Platforms like AiToEarn官网 help creators deploy advanced models to generate and monetize content across major platforms — complete with analytics and AI model rankings (AI模型排名).

Independent reviewers (e.g., Guizang’s AI Toolbox, Cyber Zen Mind) report:

Significant coding capability boost
Noticeably improved problem-solving skills

---

2 — From “Brain in a Vat” to Agent Intelligence

Four months ago, at K2's original release, many asked: Why isn’t this a reasoning model?

Amid the world’s excitement over DeepSeek R1, Kimi’s priority was Agents — specifically models with more effective tool calling.

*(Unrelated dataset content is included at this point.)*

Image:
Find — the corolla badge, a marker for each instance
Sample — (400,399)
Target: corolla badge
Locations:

Two Model Paradigms (Yang Zhilin)

Yang explained:

Reasoning-focused paradigm
Example: o1 models
Relies on repeated attempt + reflection cycles
Still an isolated “brain in a vat”
Agentic paradigm / Multi-turn Agent Reinforcement Learning
Interacts extensively with external environment
Focused on multi-turn tool usage
Supports test-time scaling

Kimi chose interaction first, reflection later — evolving into K2 Thinking.

Key Advantages

Multi-turn: Multiple iterative steps during inference
Tool integration: Connects internal reasoning to the real world

Result:

K2 Thinking can autonomously complete 300 rounds of tool calls & reasoning.

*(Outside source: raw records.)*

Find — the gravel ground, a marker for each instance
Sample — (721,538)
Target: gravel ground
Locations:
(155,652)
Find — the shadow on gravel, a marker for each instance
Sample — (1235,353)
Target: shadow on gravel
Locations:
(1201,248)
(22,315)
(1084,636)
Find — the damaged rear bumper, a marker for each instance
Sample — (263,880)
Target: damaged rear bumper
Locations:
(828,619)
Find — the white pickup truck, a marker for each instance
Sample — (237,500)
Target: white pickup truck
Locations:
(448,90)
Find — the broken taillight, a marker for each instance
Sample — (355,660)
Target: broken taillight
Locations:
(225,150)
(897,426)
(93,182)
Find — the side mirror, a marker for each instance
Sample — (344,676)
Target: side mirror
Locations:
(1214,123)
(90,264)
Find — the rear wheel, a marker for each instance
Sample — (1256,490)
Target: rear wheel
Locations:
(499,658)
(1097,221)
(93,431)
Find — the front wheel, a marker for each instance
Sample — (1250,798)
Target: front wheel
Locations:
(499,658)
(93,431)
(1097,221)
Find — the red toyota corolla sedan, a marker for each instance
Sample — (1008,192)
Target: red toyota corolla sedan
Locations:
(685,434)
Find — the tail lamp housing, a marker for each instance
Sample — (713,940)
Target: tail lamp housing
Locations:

In OpenAI’s L1–L5 tiers, L3 Agent intelligence may now be within reach.

---

Technical Notes

K2 Thinking’s API requires returning the `reasoning_content` field for continuity across multi-step tool usage — similar to Claude’s “extended thinking” method.

Currently, GPT and Gemini models do not support this feature.

---

3 — Resource Challenges and Market Context

After the K2 Thinking release, this chart appeared on X/Twitter:

Despite SOTA performance, Moonshot AI (K2’s creator) is valued at:

0.5% of OpenAI’s worth
~2% of Anthropic or Grok

---

Comparative Data

|----------------|------------------|------------------------------------|---------------|

Key takeaway:

Chinese AI startups face GPU scarcity, limited funding, higher costs, and fewer trial/error chances — yet K2 Thinking outperforms GPT‑5 & Grok 4 using <1% of resources.

---

As NVIDIA CEO Jensen Huang suggested to the Financial Times, China may be closing the AI gap with the U.S.

---

Case Study: Marketing Agent Startup

Seed Round — $25M USD
Boosts client sales by up to 40%
Combines tech + creative strategy + performance marketing
Heavy use of AI analytics for cross-platform optimization

---

How AiToEarn Fits In

AiToEarn官网 enables:

Cross-platform publishing (Douyin, Kwai, WeChat, Bilibili, Xiaohongshu, Facebook, Instagram, LinkedIn, Threads, YouTube, Pinterest, X/Twitter)
Revenue tracking
Model ranking (GitHub repo)

Benefits:

Streamlined content generation → distribution → analytics
Faster go-to-market cycles
Consistent cross-channel branding
Higher ROI

---

Conclusion:

In today’s AI race, precise execution and efficient resource use matter more than sheer scale. Open-source breakthroughs like K2 Thinking, combined with monetization platforms such as AiToEarn, could empower smaller players to challenge trillion-dollar incumbents — creating a more balanced and dynamic AI industry.